Posted by rgillen with 4 comment(s)

VisualStudio.Net.2005.Beta2(firstExperience) == Really.Good;

Wow… early this morning was the first time that I was really able to spend some time with the new Visual Studio 2005 beta… and let me join the majority of the blogsphere in saying that I’m quite impressed.  My task today was a simple one… that of converting a primarily content-focused website that I had build using Dreamweaver MX to ASP.NET 2.0.  The following are some general impressions…

1. Vault and the beta work great together…. We are actually running an older version of Vault (2.06) yet it still connected up and worked like a champ… in fact, I was amazed at how fast the source control operations (checkin/out) were compared to RTM version of VS 2003 and the same Vault environment… a very nice start…

2. Project-less websites are great … no more adding files to the solution/project… VS simply “knew” about all of the files in the directories I was working on… it is very nice.

3. Master pages “just work”… As someone who has used the templating feature in Dreamweaver, and has also built an ASP.NET master-pages “engine” (capitalizing heavily on the work of Rob Howard and team, supplemented by Paul Wilson) I wasn’t “amazed” by the master pages feature… I just wanted it to work better/faster than my current tools and hopefully have a better implementation.  I was not disappointed… the Master Pages support was easy, and quick to utilize…. now if only they could get nested master pages to work in the designer…

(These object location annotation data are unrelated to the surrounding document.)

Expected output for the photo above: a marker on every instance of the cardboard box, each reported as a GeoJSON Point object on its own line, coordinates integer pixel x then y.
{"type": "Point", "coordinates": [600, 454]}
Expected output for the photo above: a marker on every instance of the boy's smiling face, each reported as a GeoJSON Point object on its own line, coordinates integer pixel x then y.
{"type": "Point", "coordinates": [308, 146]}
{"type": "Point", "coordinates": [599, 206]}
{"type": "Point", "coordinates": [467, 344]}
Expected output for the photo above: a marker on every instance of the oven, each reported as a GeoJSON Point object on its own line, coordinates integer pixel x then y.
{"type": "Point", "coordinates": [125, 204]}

4. XHTML compliance… finally… Some people probably don’t care so much about standards compliance, but I’ve been working pretty hard lately on some of these sites to make them XHTML compliant… this site in particular had been compliant until I added some ASP.NET controls (text boxes, buttons, validators, etc.).  I moved things over this morning, fired up the page, ran the W3C validator (thanks to the Checky extension for FireFox) and it validated (XHTML Strict) on the first run… very impressive

5. System.Web.Mail is deprecated… most of you all probably knew this already… and yes, I probably have had my head in the sand, but I was surprised when the compiler griped at me this morning about my form that sends mail based on user input… I took some time and without too much work was able to get the form processing code using the System.Net.Mail namespace which seems to be the new “right” way to do it… works like a champ.

I’m very excited… don’t have time to talk about the built-in webserver, or direct FTP support… which is great….  I’ll post more later.